After a prolonged delay, the State Biodiversity Board was, at last, formed in Tamil Nadu. An order to this effect was issued by the State government on August 17.
A senior Forest official concedes that while Tamil Nadu has just begun its journey, other southern States — Andhra Pradesh, Kerala and Karnataka — have gone one step further by notifying Biodiversity Rules. Besides, they, which have formed hundreds of Biodiversity Management Committees (BMC), are maintaining numerous registers of people engaged in biodiversity conservation.

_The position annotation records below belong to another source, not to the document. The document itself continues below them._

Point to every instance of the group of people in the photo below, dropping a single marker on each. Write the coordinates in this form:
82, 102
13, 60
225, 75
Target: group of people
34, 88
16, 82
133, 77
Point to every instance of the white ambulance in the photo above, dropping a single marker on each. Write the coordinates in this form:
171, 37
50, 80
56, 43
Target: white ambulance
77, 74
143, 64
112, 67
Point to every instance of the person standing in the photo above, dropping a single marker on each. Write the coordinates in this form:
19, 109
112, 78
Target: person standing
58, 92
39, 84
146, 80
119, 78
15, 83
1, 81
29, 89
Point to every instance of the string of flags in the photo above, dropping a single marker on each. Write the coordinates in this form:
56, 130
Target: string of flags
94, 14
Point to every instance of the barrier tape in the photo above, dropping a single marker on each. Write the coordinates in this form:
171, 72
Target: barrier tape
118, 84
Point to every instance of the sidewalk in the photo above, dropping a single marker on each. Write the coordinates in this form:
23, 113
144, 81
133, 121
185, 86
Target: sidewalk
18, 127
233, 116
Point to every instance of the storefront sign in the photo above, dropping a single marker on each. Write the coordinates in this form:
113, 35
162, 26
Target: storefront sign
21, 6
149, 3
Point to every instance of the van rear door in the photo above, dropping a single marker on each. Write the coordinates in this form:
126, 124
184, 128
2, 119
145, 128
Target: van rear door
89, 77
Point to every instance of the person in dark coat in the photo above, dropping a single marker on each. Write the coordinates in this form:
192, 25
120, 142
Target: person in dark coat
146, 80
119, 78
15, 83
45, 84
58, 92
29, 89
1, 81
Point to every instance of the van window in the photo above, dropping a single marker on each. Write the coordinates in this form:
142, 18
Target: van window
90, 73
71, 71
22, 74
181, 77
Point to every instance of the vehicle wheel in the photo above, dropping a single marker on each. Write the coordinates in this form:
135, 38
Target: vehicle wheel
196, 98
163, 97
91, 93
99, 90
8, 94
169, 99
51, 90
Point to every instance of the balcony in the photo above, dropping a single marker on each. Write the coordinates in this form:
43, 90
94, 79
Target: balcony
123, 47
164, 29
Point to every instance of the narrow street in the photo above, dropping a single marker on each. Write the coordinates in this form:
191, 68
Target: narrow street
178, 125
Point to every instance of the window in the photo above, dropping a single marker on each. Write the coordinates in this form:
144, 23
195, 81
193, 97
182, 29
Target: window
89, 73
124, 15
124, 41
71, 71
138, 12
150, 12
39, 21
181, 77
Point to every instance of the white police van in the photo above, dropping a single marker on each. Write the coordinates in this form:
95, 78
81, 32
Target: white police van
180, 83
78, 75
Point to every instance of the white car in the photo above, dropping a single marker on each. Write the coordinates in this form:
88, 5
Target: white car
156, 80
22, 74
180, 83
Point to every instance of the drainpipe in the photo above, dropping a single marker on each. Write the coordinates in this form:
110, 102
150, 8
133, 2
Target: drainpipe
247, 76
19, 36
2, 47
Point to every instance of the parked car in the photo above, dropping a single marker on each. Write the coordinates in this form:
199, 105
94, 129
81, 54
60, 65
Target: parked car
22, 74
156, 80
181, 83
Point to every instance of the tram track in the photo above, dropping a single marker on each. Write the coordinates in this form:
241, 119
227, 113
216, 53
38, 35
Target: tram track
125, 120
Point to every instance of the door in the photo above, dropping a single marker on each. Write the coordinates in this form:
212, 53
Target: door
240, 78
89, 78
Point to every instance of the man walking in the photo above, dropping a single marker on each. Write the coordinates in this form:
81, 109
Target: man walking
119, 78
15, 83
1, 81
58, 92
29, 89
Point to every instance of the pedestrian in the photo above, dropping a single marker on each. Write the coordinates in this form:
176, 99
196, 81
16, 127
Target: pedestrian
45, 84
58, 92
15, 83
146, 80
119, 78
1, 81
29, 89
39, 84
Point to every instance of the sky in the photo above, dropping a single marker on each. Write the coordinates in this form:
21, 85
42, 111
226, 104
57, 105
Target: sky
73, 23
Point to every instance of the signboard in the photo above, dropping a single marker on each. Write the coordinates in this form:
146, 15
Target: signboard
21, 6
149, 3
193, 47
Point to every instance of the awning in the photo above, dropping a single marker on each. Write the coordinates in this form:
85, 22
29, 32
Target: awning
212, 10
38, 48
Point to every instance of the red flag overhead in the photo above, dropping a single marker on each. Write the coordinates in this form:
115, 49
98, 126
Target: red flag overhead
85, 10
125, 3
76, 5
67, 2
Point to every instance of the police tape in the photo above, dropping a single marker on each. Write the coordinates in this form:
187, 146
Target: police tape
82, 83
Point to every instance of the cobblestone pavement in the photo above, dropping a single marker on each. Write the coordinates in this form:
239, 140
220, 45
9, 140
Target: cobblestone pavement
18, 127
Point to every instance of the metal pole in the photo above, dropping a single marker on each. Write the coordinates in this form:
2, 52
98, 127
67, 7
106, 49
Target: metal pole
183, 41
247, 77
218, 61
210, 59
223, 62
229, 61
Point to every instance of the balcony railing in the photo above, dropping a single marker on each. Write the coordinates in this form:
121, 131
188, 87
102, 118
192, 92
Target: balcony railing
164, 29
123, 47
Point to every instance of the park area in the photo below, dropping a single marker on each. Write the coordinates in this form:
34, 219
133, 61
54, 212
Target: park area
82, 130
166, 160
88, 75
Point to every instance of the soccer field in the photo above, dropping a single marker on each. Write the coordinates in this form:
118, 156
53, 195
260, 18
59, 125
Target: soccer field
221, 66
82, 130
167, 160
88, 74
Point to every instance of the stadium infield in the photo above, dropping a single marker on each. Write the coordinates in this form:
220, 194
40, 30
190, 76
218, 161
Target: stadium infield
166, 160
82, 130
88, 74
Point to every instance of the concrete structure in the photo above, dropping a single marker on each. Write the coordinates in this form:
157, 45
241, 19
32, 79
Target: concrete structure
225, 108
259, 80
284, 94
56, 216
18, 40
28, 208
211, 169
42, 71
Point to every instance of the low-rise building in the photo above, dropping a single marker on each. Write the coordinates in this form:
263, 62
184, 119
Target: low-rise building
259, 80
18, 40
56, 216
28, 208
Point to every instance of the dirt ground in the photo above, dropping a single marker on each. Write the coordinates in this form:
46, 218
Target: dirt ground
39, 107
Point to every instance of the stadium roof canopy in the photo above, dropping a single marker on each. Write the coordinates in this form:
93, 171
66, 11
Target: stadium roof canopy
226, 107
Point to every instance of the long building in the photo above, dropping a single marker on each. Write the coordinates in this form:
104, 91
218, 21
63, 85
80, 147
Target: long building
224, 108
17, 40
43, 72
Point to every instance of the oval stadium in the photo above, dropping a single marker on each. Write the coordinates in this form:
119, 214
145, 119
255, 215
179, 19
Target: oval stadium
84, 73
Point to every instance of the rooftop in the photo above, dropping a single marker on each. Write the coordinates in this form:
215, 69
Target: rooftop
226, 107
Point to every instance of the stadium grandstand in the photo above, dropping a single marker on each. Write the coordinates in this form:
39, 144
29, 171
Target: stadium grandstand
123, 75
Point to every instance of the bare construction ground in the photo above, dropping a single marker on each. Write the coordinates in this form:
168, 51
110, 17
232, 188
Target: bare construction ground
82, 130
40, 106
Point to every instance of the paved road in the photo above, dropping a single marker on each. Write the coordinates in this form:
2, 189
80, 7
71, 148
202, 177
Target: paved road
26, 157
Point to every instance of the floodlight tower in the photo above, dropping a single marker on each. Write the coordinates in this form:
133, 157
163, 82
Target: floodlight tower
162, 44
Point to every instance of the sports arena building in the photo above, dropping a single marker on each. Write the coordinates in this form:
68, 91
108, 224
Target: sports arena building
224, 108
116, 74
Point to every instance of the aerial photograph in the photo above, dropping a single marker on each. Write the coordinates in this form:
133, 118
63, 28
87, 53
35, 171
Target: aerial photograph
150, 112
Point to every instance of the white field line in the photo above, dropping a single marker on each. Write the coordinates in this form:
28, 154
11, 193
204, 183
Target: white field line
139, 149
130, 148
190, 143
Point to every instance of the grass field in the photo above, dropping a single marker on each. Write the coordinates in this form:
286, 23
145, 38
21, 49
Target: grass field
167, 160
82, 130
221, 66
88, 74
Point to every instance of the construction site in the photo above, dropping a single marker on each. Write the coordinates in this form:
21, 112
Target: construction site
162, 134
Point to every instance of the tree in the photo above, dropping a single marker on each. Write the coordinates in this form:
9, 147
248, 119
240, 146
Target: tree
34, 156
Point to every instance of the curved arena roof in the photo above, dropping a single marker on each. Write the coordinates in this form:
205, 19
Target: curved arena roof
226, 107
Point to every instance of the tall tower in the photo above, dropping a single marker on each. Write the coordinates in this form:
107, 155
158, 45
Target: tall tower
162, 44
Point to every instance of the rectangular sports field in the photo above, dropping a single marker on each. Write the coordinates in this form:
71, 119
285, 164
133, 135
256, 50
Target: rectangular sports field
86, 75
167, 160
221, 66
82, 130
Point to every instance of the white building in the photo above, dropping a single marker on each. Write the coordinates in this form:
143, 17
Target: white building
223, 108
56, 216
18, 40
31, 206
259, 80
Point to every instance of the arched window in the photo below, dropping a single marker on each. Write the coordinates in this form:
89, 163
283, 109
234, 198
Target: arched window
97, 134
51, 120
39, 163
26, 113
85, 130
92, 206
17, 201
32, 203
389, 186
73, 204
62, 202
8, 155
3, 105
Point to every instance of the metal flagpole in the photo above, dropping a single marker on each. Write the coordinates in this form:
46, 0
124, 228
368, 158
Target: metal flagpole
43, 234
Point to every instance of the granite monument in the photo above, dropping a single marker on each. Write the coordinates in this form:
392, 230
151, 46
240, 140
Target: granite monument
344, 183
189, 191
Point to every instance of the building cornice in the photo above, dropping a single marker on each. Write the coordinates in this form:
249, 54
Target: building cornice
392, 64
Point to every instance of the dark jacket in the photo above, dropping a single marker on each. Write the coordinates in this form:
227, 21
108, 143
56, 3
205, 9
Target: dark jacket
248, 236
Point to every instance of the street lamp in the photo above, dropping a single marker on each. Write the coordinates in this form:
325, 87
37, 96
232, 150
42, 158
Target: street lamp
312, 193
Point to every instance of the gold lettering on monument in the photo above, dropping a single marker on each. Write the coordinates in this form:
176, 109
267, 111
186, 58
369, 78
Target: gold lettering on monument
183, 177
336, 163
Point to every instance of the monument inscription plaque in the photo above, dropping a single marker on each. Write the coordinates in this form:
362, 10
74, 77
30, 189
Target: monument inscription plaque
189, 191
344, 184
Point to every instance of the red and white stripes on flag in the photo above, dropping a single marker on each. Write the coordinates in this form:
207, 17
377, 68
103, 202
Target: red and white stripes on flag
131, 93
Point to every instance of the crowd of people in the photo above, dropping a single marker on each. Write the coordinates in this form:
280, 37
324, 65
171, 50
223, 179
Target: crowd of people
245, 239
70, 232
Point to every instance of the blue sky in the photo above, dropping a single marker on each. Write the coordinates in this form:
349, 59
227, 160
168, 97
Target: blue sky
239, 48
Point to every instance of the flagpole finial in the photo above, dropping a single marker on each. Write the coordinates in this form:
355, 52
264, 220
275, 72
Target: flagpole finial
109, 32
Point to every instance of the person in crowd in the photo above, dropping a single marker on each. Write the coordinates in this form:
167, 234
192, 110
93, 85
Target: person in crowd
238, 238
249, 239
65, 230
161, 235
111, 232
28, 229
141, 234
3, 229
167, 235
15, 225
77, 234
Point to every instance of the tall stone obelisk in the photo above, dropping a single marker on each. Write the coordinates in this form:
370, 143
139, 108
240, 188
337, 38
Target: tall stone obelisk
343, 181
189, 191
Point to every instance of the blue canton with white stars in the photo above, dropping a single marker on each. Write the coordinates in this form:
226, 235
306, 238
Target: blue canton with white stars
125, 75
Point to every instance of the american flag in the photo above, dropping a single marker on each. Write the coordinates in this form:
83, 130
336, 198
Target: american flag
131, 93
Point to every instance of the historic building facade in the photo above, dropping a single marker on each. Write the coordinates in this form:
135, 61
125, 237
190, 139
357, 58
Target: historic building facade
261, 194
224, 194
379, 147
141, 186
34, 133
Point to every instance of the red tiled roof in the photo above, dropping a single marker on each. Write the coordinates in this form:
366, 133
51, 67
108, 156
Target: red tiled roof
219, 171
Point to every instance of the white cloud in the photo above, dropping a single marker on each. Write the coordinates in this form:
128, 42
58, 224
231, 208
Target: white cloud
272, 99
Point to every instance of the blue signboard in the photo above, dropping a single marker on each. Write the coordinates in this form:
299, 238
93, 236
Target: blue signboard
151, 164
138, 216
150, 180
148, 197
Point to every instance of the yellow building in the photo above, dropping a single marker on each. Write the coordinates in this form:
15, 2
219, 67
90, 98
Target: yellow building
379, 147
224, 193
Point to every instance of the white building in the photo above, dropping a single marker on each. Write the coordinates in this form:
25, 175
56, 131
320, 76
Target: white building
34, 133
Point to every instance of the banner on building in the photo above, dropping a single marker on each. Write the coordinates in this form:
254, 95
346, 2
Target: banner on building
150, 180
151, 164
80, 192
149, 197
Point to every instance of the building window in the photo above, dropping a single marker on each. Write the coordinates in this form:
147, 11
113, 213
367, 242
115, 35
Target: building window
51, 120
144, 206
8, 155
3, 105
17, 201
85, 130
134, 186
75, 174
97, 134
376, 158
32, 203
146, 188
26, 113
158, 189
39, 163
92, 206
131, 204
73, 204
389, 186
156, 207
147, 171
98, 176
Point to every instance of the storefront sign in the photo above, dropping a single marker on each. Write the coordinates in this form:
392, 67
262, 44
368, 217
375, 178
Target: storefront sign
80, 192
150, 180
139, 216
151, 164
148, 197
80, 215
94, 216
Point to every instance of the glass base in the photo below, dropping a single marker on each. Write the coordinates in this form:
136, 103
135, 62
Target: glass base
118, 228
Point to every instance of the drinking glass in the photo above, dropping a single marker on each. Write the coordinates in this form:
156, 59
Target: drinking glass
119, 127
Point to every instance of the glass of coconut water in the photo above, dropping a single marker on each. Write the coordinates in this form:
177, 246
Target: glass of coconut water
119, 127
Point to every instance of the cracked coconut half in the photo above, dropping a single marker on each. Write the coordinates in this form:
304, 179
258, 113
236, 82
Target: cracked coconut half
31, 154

The delay in forming the Board and the BMCs in the State had an adverse bearing on the implementation of access and benefit sharing (ABS) programme, as stipulated under the National Biodiversity Act 2002. For example, effective conservation of biodiversity, especially outside forest areas, was not carried out. In the absence of these bodies, it would not be possible to regulate rising of medicinal plants, the official points out.
Asked for reaction, Ravikant Upadhyay, Chief Conservator of Forest (Biodiversity), said four Biodiversity Management Committees have been formed in the district of Ramanathapuram. The government has allocated Rs. 7.5 lakh for the State Biodiversity Board, which has distributed 618 solar lanterns to local communities in Ramanathapuram, he adds.